More informationResearch on Neural Network Model Based on Subtraction Clustering and Its Applications
Avalable onlne at www.senedret.om Physs Proeda 5 (01 ) 164 1647 01 Internatonal Conferene on Sold State Deves and Materals Sene Researh on Neural Networ Model Based on Subtraton Clusterng and Its Applatons
More informationSmoothing Spline ANOVA for variable screening
Smoothng Splne ANOVA for varable screenng a useful tool for metamodels tranng and mult-objectve optmzaton L. Rcco, E. Rgon, A. Turco Outlne RSM Introducton Possble couplng Test case MOO MOO wth Game Theory
More informationA Fast Way to Produce Optimal Fixed-Depth Decision Trees
A Fast Way to Produe Optmal Fxed-Depth Deson Trees Alreza Farhangfar, Russell Grener and Martn Znkevh Dept of Computng Sene Unversty of Alberta Edmonton, Alberta T6G 2E8 Canada {farhang, grener, maz}@s.ualberta.a
More informationPath Following Control of a Spherical Robot Rolling on an Inclined Plane
Sensors & ransduers, Vol., Speal Issue, May 3, pp. 4-47 Sensors & ransduers 3 by IFSA http://www.sensorsportal.om Path Followng Control of a Spheral Robot Rollng on an Inlned Plane ao Yu, Hanxu Sun, Qngxuan
More informationA mathematical programming approach to the analysis, design and scheduling of offshore oilfields
17 th European Symposum on Computer Aded Process Engneerng ESCAPE17 V. Plesu and P.S. Agach (Edtors) 2007 Elsever B.V. All rghts reserved. 1 A mathematcal programmng approach to the analyss, desgn and
More informationLink Graph Analysis for Adult Images Classification
Lnk Graph Analyss for Adult Images Classfaton Evgeny Khartonov Insttute of Physs and Tehnology, Yandex LLC 90, 6 Lev Tolstoy st., khartonov@yandex-team.ru Anton Slesarev Insttute of Physs and Tehnology,
More informationAdaptive Class Preserving Representation for Image Classification
Adaptve Class Preservng Representaton for Image Classfaton Jan-Xun M,, Qankun Fu,, Wesheng L, Chongqng Key Laboratory of Computatonal Intellgene, Chongqng Unversty of Posts and eleommunatons, Chongqng,
More informationKent State University CS 4/ Design and Analysis of Algorithms.
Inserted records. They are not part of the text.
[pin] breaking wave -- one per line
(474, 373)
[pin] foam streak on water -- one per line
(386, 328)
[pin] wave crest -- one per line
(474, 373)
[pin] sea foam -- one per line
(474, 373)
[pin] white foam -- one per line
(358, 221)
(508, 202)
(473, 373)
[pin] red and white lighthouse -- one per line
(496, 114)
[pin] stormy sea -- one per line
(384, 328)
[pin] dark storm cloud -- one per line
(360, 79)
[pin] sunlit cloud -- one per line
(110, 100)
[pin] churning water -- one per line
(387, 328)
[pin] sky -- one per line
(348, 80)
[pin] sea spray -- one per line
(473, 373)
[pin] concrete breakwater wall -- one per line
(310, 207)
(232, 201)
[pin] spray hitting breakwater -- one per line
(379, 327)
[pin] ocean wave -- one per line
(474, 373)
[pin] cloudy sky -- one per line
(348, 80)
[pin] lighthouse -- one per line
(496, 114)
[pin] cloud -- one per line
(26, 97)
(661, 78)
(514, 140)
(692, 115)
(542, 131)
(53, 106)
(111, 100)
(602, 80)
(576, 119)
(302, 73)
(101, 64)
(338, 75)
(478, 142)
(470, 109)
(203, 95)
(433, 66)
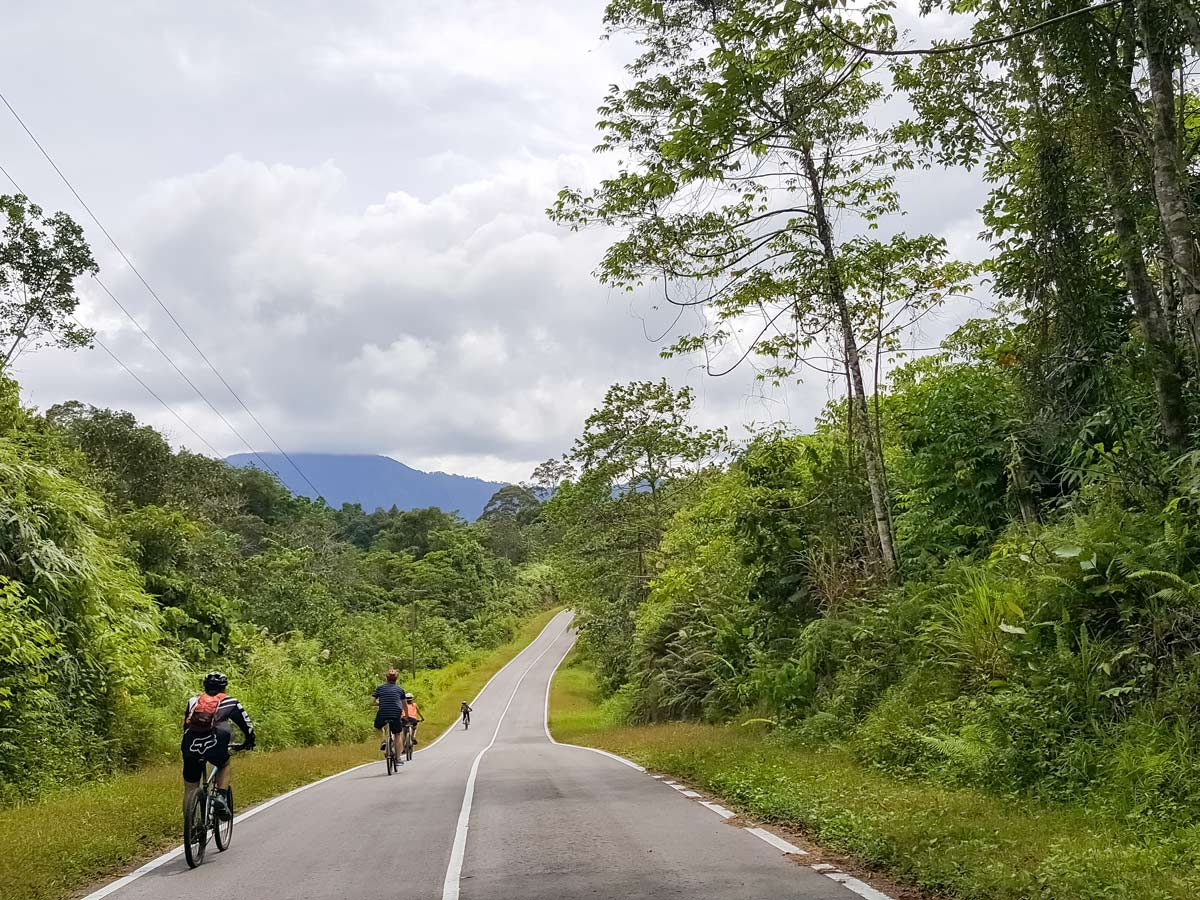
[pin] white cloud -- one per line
(346, 209)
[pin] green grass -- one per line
(438, 693)
(59, 845)
(957, 843)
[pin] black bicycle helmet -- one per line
(215, 682)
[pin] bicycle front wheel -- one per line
(196, 828)
(222, 831)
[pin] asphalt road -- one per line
(543, 821)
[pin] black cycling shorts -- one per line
(396, 724)
(201, 747)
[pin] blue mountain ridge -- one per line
(376, 481)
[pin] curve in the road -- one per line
(545, 821)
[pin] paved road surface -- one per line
(545, 822)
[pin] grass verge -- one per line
(444, 689)
(954, 843)
(57, 846)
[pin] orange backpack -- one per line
(204, 714)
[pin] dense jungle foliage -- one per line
(981, 567)
(127, 570)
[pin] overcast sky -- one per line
(343, 204)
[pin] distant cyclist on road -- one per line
(389, 699)
(207, 739)
(413, 715)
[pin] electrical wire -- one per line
(970, 46)
(166, 357)
(155, 294)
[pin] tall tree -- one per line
(747, 139)
(1056, 118)
(40, 259)
(639, 457)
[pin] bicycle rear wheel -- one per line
(196, 828)
(222, 831)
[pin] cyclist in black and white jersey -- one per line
(207, 736)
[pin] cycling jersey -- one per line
(213, 745)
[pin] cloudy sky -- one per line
(343, 204)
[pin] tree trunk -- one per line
(1170, 187)
(1019, 468)
(873, 459)
(1161, 348)
(1149, 310)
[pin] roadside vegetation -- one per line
(952, 841)
(972, 588)
(129, 569)
(77, 835)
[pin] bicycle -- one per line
(201, 816)
(389, 751)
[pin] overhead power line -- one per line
(165, 355)
(966, 46)
(153, 394)
(155, 295)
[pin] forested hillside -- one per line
(129, 569)
(373, 481)
(979, 567)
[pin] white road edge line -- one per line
(457, 852)
(550, 737)
(777, 841)
(450, 727)
(113, 887)
(859, 887)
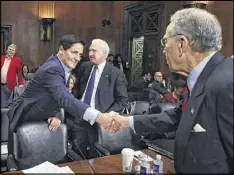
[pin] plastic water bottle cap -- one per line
(158, 157)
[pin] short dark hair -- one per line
(143, 73)
(180, 83)
(23, 67)
(67, 40)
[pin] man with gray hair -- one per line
(100, 85)
(204, 131)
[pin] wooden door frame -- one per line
(126, 44)
(7, 36)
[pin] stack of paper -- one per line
(48, 167)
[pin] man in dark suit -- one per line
(158, 84)
(109, 93)
(47, 92)
(11, 74)
(204, 131)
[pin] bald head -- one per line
(158, 76)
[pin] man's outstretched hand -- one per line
(106, 120)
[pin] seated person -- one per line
(159, 84)
(175, 96)
(142, 82)
(71, 83)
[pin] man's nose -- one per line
(77, 58)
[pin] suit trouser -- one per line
(83, 135)
(24, 118)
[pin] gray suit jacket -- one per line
(211, 106)
(44, 95)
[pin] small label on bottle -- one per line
(143, 170)
(156, 168)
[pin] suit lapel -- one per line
(103, 83)
(104, 77)
(193, 106)
(86, 77)
(2, 61)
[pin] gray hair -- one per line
(104, 46)
(201, 28)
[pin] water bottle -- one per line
(144, 167)
(158, 165)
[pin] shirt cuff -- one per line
(131, 123)
(90, 115)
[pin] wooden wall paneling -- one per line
(78, 16)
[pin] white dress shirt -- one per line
(98, 74)
(90, 114)
(4, 69)
(191, 81)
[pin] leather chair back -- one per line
(137, 108)
(34, 144)
(4, 124)
(159, 107)
(146, 93)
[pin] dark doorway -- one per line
(5, 37)
(141, 38)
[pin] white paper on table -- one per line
(66, 169)
(45, 167)
(4, 149)
(147, 158)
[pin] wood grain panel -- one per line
(78, 16)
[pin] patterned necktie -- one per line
(185, 98)
(89, 90)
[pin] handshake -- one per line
(112, 121)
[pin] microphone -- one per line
(91, 168)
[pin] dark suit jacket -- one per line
(44, 95)
(141, 84)
(211, 106)
(111, 94)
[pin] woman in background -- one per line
(121, 64)
(25, 71)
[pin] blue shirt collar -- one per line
(194, 74)
(66, 69)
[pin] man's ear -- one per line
(61, 49)
(183, 44)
Dept. of Math & Computer Science LECT-16. Dynamic Programming
CS 4/560 Desgn and Analyss of Algorthms Kent State Unversty Dept. of Math & Computer Scence LECT-6 Dynamc Programmng 2 Dynamc Programmng Dynamc Programmng, lke the dvde-and-conquer method, solves problems
More informationProper Choice of Data Used for the Estimation of Datum Transformation Parameters
Proper Choce of Data Used for the Estmaton of Datum Transformaton Parameters Hakan S. KUTOGLU, Turkey Key words: Coordnate systems; transformaton; estmaton, relablty. SUMMARY Advances n technologes and
More informationA GENETIC APPROACH FOR THE AUTOMATIC ADAPTATION OF SEGMENTATION PARAMETERS
A GENETIC APPROACH FOR THE AUTOMATIC ADAPTATION OF SEGMENTATION PARAMETERS R. Q. Fetosa a, *, G. A. O. P. Costa a, T. B. Cazes a, B. Fejo b a Dept. of Eletral Engneerng, b Dept of Informats, Cathol Unversty
More informationA Binarization Algorithm specialized on Document Images and Photos
A Bnarzaton Algorthm specalzed on Document mages and Photos Ergna Kavalleratou Dept. of nformaton and Communcaton Systems Engneerng Unversty of the Aegean kavalleratou@aegean.gr Abstract n ths paper, a
More informationMultiscale Heterogeneous Modeling with Surfacelets
759 Multsale Heterogeneous Modelng wth Surfaelets Yan Wang 1 and Davd W. Rosen 2 1 Georga Insttute of Tehnology, yan.wang@me.gateh.edu 2 Georga Insttute of Tehnology, davd.rosen@me.gateh.edu ABSTRACT Computatonal
More informationFuzzy Modeling for Multi-Label Text Classification Supported by Classification Algorithms
Journal of Computer Senes Orgnal Researh Paper Fuzzy Modelng for Mult-Label Text Classfaton Supported by Classfaton Algorthms 1 Beatrz Wlges, 2 Gustavo Mateus, 2 Slva Nassar, 2 Renato Cslagh and 3 Rogéro
More informationActive Contours/Snakes
Actve Contours/Snakes Erkut Erdem Acknowledgement: The sldes are adapted from the sldes prepared by K. Grauman of Unversty of Texas at Austn Fttng: Edges vs. boundares Edges useful sgnal to ndcate occludng
More informationAVideoStabilizationMethodbasedonInterFrameImageMatchingScore
Global Journal of Computer Sene and Tehnology: F Graphs & vson Volume 7 Issue Verson.0 Year 207 Type: Double Blnd Peer Revewed Internatonal Researh Journal Publsher: Global Journals In. (USA) Onlne ISSN:
More informationTAR based shape features in unconstrained handwritten digit recognition
TAR based shape features n unonstraned handwrtten dgt reognton P. AHAMED AND YOUSEF AL-OHALI Department of Computer Sene Kng Saud Unversty P.O.B. 578, Ryadh 543 SAUDI ARABIA shamapervez@gmal.om, yousef@s.edu.sa
More informationA Semi-parametric Approach for Analyzing Longitudinal Measurements with Non-ignorable Missingness Using Regression Spline
Avalable at http://pvamu.edu/aam Appl. Appl. Math. ISSN: 93-9466 Vol., Issue (June 5), pp. 95 - Applatons and Appled Mathemats: An Internatonal Journal (AAM) A Sem-parametr Approah for Analyzng Longtudnal
More informationCluster ( Vehicle Example. Cluster analysis ( Terminology. Vehicle Clusters. Why cluster?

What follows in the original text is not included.